Fla. Stat. § 732.517, states:
Penalty clause for contest—A provision in a will purporting to penalize any interested person for contesting the will or instituting other proceedings relating to the estate is unenforceable.
The Florida Trust Code codifies this prohibition on no contest clauses for trusts. Fla. Stat. § 736.1108(1) states:
A provision in a trust instrument purporting to penalize any interested person for contesting the trust instrument or instituting other proceedings relating to a trust estate or trust assets is unenforceable.
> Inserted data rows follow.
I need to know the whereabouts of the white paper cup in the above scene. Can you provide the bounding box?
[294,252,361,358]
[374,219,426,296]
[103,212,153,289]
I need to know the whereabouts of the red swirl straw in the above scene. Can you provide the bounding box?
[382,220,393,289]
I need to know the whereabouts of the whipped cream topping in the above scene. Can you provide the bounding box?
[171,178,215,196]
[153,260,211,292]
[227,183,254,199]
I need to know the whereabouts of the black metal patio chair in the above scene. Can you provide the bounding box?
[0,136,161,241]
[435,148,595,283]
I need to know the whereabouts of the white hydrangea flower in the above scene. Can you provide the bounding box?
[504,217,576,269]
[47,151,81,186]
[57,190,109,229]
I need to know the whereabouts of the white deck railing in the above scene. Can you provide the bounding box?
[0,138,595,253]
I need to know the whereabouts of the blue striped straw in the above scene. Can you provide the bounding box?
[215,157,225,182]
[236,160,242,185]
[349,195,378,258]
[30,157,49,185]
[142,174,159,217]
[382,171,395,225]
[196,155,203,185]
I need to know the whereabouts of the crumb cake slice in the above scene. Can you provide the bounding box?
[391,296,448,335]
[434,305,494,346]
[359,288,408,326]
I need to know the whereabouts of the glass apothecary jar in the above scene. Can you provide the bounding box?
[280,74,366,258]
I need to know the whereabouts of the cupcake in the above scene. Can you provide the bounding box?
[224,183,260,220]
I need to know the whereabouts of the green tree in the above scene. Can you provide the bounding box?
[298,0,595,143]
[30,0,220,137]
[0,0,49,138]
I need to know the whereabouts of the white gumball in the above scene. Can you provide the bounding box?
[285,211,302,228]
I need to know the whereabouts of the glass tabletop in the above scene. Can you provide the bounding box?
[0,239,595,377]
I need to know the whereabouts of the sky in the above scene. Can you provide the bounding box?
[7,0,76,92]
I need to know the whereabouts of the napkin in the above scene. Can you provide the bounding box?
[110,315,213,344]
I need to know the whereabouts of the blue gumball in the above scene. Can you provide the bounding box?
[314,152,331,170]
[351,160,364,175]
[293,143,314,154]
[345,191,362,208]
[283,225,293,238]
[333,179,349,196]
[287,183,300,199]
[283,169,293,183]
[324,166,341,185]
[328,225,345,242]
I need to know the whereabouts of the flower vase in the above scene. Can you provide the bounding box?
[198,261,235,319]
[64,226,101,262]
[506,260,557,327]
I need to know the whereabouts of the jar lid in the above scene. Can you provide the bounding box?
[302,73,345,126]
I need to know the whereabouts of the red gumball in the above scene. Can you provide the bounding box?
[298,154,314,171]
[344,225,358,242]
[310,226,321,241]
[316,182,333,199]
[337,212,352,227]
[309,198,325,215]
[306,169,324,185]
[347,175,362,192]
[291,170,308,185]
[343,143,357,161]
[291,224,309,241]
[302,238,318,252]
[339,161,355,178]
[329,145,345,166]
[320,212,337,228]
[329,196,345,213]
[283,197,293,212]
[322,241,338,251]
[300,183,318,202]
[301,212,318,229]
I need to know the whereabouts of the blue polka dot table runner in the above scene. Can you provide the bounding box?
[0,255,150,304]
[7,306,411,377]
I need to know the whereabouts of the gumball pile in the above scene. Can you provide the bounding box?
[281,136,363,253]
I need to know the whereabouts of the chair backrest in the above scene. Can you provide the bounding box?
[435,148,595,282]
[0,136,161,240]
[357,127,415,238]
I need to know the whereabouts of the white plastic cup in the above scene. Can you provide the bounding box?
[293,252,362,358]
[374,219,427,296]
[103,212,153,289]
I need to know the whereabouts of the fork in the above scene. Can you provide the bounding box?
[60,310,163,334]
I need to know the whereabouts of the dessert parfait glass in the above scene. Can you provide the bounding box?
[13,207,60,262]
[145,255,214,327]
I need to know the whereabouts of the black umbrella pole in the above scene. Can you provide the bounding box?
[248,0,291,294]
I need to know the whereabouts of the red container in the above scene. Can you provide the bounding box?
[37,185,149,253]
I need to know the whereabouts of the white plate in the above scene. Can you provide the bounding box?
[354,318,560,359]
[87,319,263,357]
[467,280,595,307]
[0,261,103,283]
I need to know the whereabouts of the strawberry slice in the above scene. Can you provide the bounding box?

Surprisingly, no contest clauses are unenforceable—by statute—in only Florida and Indiana. Like Florida, Indiana also codified this prohibition for trusts. States that follow or have adopted the Uniform Probate Code, for example, state that no contest clause are enforceable, unless the contest is based on probable cause. See, Unif. Probate Code § 2-517. A smaller but still significant number of states enforce no contest clauses without regard to a good faith or probable cause limitation. Iowa, for example, requires both probable cause and good faith. See, e.g., Matter of Estate of Workman, 898 N.W.2d. 204 (Iowa Ct. App. 2017).